18 agosto 2010

Pra que Filosofia??


Imaginemos uma caverna separada do mundo externo por um alto muro.
Entre o muro e o chão da caverna há uma fresta por onde passa um fino feixe de luz exterior, deixando a caverna na obscuridade quase completa.
Desde o nascimento, geração após geração, seres humanos encontram-se ali, de costas para a entrada, acorrentados, vivendo sem nunca ter visto o mundo exterior nem a luz do Sol, sem jamais ter efetivamente visto uns aos outros nem a si mesmos, mas apenas sombras dos outros e de si mesmos porque estão no escuro e imobilizados.

Abaixo do muro, do lado de dentro da caverna, há um fogo que ilumina vagamente o interior sombrio e faz com que as coisas que se passam do lado de fora sejam projetadas como sombras nas paredes do fundo da caverna.

Do lado de fora, pessoas passam conversando e carregando nos ombros figuras ou imagens de homens, mulheres e animais cujas sombras também são projetas nas na parede da caverna, como num teatro de fanto­ches.

Os prisioneiros se comunicam, dando nome às coisas que julgam ver (sem vê-Ias realmente, pois estão na obscuridade) e imaginam que o que escutam, e que não sabem que são sons vindos de fora, são as vozes das próprias sombras e não dos homens cujas imagens estão projetadas na parede; também imaginam que os sons produzidos pelos artefatos que esses homens carregam nos ombros são vozes de seres reais.

Qual é, pois a situação dessas pessoas aprisionadas?
Tomam sombras por realidade, tanto as sombras das coisas e dos homens exteriores como as sombras dos artefatos fabricados por eles.
Essa confusão, porém, não tem como causa a natureza dos prisioneiros e sim as condições adversas em que se encontram.
Que aconteceria se fossem libertados dessa condição de miséria?

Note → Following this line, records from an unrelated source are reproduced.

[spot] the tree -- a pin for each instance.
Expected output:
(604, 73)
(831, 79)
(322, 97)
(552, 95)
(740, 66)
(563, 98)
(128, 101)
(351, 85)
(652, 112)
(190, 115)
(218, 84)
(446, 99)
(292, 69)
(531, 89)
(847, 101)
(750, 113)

Um dos prisioneiros, inconformado com a condição em que se encontra, decide abandoná-Ia. Fabrica um instrumento com o qual quebra os grilhões.
De início, move a cabeça, depois o corpo todo; a seguir, avança na direção do muro e o escala. Enfrentando os obstáculos de um caminho íngreme e difícil, sai da caverna.
No primeiro instante, fica totalmente cego pela luminosidade do Sol, com a qual seus olhos não estão acostumados.
Enche-se de dor por causa dos movimentos que seu corpo realiza pela primeira vez e pelo ofuscamento de seus olhos sob a luz externa, muito mais forte do que o fraco brilho do fogo que havia no interior da caverna.
Sente-se dividido entre a incredulidade e o deslumbramento.
Incredulidade porque será obri gado a decidir onde se encontra a realidade: no que vê agora ou nas sombras em que sempre viveu.
Deslumbramento (literalmente: ferido pela luz) porque seus olhos não conseguem ver com nitidez as coisas iluminadas.
Seu primeiro impulso é o de retornar à caverna para livrar-se da dor e do espanto, atraído pela escuridão, que lhe parece mais acolhedora.
Além disso, precisa aprender a ver e esse aprendizado é doloroso, fazendo-o desejar a caverna on
de tudo lhe é familiar e conhecido.


Doravante, desejará ficar longe da caverna para sempre e lutará com todas as suas forças para jamais regressar a ela.
No entanto, não pode evitar lastimar a sorte dos outros prisioneiros e, por fim, toma a difícil decisão de regressar ao subterrâneo sombrio para contar aos demais o que viu e con­vencê-los a se libertarem também.

Que lhe acontece nesse retorno?
Os demais prisioneiros zombam dele, não acreditando em suas palavras e, se não conseguem silenciá-lo com suas caçoadas, tentam faze-lo espancando-o.
Se mesmo assim ele teima em afirmar o que viu e os convida a sair da caverna, certamente aca­bam por matá-lo.
Mas, quem sabe alguns podem ouvi-lo e, contra a vontade dos demais, também decidir sair da caverna rumo à realidade.

O que é a caverna? O mundo de aparências em que vi­vemos.
Que são as sombras projetadas no fundo? As coisas que percebemos.
Que são os grilhões e as correntes? Nossos preconceitos e opiniões, nossa crença de que o que estamos percebendo é a realidade.
Quem é o prisioneiro que se liberta e sai da caverna? O filósofo.
O que é a luz do Sol? A luz da verdade.
O que é o mundo iluminado pelo sol da verdade? A realidade.
Qual o instrumento que liberta o prisioneiro rebelde e com o qual ele deseja libertar os outros prisioneiros? A Filosofia.